De verdachte heeft ter zitting verklaard dat hij de stashruimte heeft gebouwd. Wat betreft de periode waarin hij dit heeft gedaan overweegt de rechtbank als volgt.
De verdachte [medeverdachte01] is bij de inval op 30 april 2020 aangetroffen in het appartement aan de [adres02] in [plaats02] . Hij is door de rechtbank veroordeeld voor gewoontewitwassen en het voorhanden hebben van een vuurwapen in de periode 4 februari 2020 tot en met 1 mei 2020. Uit het vonnis blijkt dat de rechtbank [medeverdachte01] als bewaker van het geld heeft aangemerkt, waartoe hij nagenoeg permanent in het appartement verbleef.
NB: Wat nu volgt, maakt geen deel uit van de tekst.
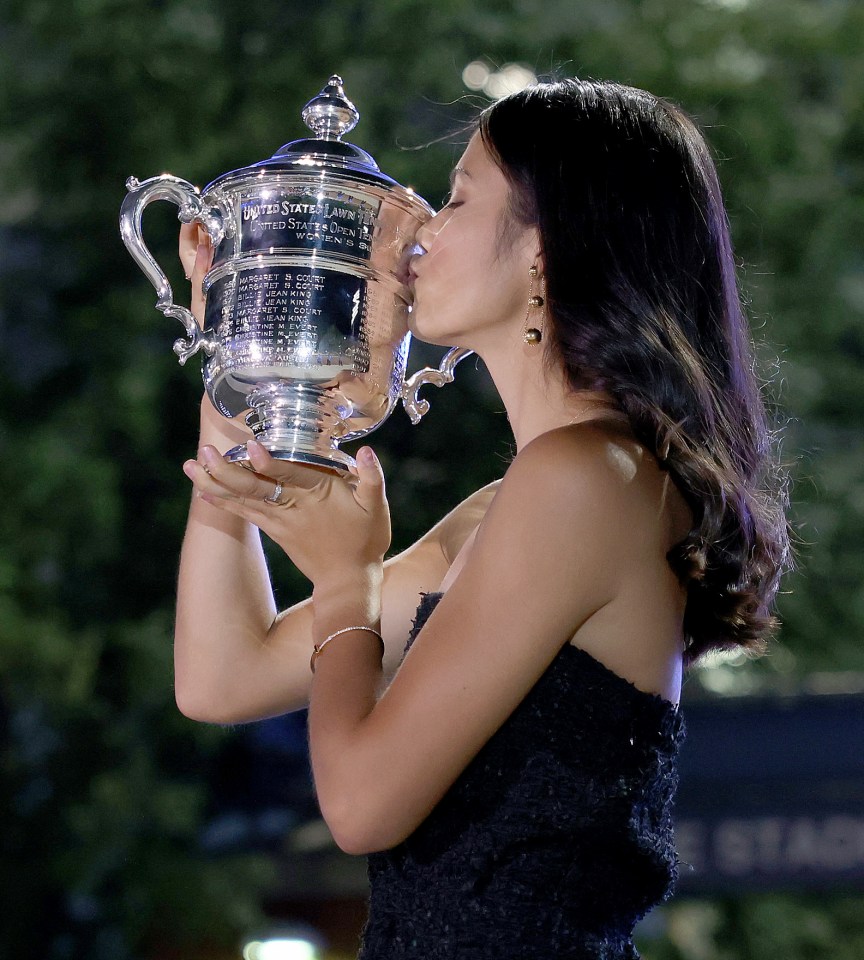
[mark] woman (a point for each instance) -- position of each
(512, 777)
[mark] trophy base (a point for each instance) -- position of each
(336, 460)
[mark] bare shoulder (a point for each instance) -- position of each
(594, 473)
(422, 567)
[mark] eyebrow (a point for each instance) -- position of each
(455, 173)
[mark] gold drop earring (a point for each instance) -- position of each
(533, 335)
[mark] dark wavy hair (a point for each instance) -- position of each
(643, 303)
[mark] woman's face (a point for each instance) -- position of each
(470, 288)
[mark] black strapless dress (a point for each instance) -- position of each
(554, 840)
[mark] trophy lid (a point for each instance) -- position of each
(328, 115)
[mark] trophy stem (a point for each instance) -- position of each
(289, 419)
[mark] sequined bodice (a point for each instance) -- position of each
(553, 841)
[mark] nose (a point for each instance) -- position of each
(430, 229)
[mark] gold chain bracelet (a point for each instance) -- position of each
(318, 647)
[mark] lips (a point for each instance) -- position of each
(405, 270)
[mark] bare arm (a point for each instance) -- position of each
(235, 659)
(571, 534)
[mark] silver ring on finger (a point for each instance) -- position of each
(275, 497)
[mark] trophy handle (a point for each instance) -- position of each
(192, 208)
(414, 406)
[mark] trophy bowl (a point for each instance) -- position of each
(306, 308)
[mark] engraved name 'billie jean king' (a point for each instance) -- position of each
(306, 306)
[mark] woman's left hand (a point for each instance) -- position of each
(330, 526)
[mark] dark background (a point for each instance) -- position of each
(110, 795)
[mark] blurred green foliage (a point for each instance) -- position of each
(103, 781)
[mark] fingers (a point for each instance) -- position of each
(196, 255)
(214, 476)
(301, 476)
(370, 492)
(188, 247)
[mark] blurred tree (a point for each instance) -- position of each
(104, 782)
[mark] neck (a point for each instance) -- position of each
(536, 394)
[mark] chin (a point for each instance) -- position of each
(427, 332)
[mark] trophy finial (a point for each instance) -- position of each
(331, 114)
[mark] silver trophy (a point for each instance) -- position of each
(305, 323)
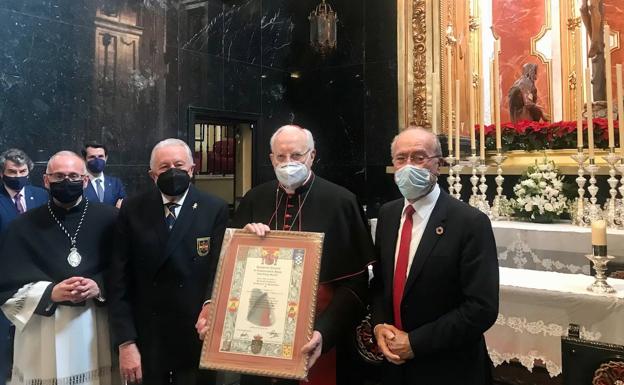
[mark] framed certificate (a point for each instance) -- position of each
(263, 303)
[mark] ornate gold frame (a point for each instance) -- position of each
(421, 40)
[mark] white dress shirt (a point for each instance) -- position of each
(12, 193)
(93, 178)
(422, 211)
(179, 200)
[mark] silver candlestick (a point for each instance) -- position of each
(578, 217)
(483, 202)
(457, 168)
(595, 212)
(473, 160)
(620, 208)
(499, 199)
(610, 207)
(450, 160)
(600, 285)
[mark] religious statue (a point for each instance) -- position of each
(592, 15)
(523, 97)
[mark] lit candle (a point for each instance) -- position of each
(497, 94)
(471, 111)
(457, 148)
(607, 37)
(590, 117)
(449, 104)
(481, 113)
(578, 68)
(620, 96)
(457, 117)
(599, 237)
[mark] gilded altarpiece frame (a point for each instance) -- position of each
(426, 27)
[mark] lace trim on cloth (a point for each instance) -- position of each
(76, 379)
(519, 250)
(528, 361)
(16, 303)
(521, 325)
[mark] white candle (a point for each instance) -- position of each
(449, 104)
(590, 113)
(607, 37)
(457, 118)
(578, 68)
(434, 112)
(497, 94)
(620, 96)
(481, 113)
(471, 91)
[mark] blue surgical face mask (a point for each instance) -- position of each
(414, 182)
(16, 183)
(292, 175)
(96, 165)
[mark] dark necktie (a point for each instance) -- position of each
(99, 190)
(18, 203)
(400, 271)
(171, 217)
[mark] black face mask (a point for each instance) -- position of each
(16, 183)
(66, 191)
(173, 182)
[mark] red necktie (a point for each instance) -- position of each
(400, 271)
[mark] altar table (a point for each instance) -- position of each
(536, 308)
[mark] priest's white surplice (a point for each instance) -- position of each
(70, 347)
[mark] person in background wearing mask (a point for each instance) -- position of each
(167, 246)
(16, 196)
(435, 290)
(51, 286)
(102, 189)
(300, 200)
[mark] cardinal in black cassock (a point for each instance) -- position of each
(318, 205)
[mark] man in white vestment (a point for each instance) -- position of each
(51, 287)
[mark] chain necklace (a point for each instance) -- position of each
(73, 258)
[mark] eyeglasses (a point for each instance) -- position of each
(59, 176)
(414, 158)
(295, 156)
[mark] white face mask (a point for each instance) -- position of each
(291, 175)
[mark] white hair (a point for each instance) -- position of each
(437, 147)
(170, 142)
(308, 134)
(66, 153)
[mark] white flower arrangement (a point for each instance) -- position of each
(539, 194)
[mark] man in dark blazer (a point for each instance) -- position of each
(435, 290)
(16, 197)
(105, 189)
(165, 255)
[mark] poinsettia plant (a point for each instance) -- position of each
(532, 136)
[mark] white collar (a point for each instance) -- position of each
(12, 193)
(179, 199)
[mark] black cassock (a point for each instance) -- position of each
(34, 248)
(321, 206)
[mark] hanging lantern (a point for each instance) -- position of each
(323, 25)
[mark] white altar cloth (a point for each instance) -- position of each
(536, 308)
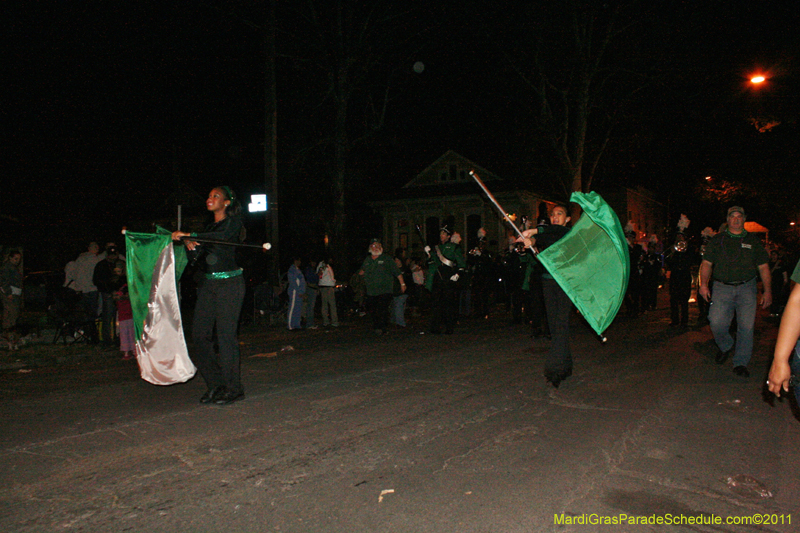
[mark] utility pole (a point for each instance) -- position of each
(271, 140)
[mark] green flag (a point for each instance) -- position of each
(591, 262)
(142, 253)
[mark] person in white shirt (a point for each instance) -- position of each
(327, 290)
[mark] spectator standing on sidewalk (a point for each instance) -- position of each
(107, 283)
(83, 272)
(679, 262)
(380, 271)
(733, 261)
(297, 293)
(312, 290)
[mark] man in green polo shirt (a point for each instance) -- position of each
(733, 260)
(380, 271)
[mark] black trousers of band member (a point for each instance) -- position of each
(378, 307)
(559, 309)
(219, 304)
(445, 305)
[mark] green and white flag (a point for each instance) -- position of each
(154, 266)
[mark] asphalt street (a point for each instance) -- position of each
(343, 431)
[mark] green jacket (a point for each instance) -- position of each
(379, 274)
(436, 268)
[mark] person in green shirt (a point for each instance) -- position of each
(380, 271)
(733, 261)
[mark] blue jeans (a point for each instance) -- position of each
(743, 300)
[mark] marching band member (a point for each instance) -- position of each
(219, 300)
(445, 267)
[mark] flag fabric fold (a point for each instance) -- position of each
(153, 267)
(591, 262)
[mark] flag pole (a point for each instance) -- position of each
(491, 197)
(265, 246)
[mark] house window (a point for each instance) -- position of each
(473, 225)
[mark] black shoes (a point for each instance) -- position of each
(228, 397)
(722, 356)
(741, 371)
(212, 394)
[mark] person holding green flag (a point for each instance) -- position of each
(219, 299)
(558, 364)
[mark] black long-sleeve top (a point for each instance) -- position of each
(220, 257)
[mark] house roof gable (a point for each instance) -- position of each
(433, 174)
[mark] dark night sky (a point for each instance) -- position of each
(108, 100)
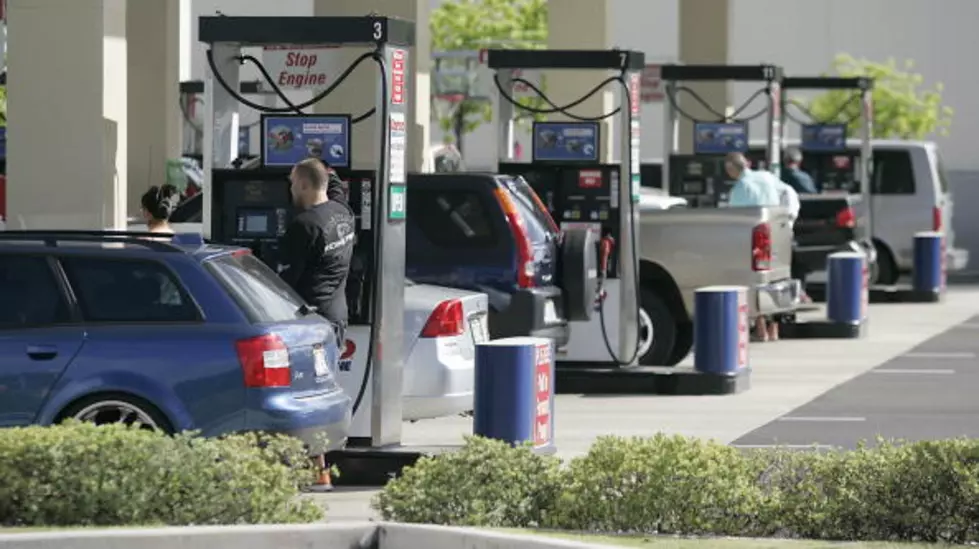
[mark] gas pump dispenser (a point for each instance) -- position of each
(700, 177)
(833, 164)
(253, 207)
(582, 192)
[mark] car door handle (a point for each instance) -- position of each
(42, 352)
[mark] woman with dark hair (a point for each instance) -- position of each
(158, 204)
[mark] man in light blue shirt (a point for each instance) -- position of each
(749, 189)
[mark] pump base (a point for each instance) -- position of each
(821, 329)
(649, 380)
(368, 466)
(884, 294)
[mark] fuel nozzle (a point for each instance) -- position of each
(605, 247)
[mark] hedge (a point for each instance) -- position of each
(922, 491)
(80, 474)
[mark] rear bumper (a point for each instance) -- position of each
(321, 421)
(525, 316)
(440, 376)
(777, 297)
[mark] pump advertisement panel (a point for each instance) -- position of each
(720, 137)
(565, 141)
(287, 139)
(824, 137)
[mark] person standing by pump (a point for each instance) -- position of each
(794, 175)
(316, 253)
(318, 245)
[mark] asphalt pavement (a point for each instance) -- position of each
(926, 393)
(803, 392)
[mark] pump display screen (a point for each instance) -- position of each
(287, 139)
(565, 141)
(698, 178)
(823, 137)
(720, 137)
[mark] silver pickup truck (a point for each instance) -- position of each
(684, 249)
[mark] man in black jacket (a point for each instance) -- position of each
(318, 244)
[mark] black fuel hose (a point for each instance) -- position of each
(378, 58)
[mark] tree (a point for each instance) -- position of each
(477, 24)
(904, 107)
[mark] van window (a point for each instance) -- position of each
(893, 172)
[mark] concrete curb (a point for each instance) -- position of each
(346, 535)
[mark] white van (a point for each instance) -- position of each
(909, 194)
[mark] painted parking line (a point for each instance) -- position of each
(939, 355)
(786, 446)
(828, 419)
(913, 371)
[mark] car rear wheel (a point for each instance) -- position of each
(117, 408)
(656, 343)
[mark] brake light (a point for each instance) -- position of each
(846, 218)
(264, 361)
(526, 270)
(543, 209)
(761, 247)
(446, 320)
De rechtbank heeft haar oordeel gebaseerd op zendmastgegevens van twee telefoons die in het appartement zijn aangetroffen en aan de verdachte worden toegeschreven. Beide telefoons, aldus de rechtbank in het vonnis tegen [medeverdachte01] , stralen op dezelfde dag begin februari 2020 een mast aan in [plaats03] en daarna een mast in de nabijheid van de [adres02] . Dit betekent dat [medeverdachte01] op 4 februari 2020 in het appartement aan de [adres02] is getrokken.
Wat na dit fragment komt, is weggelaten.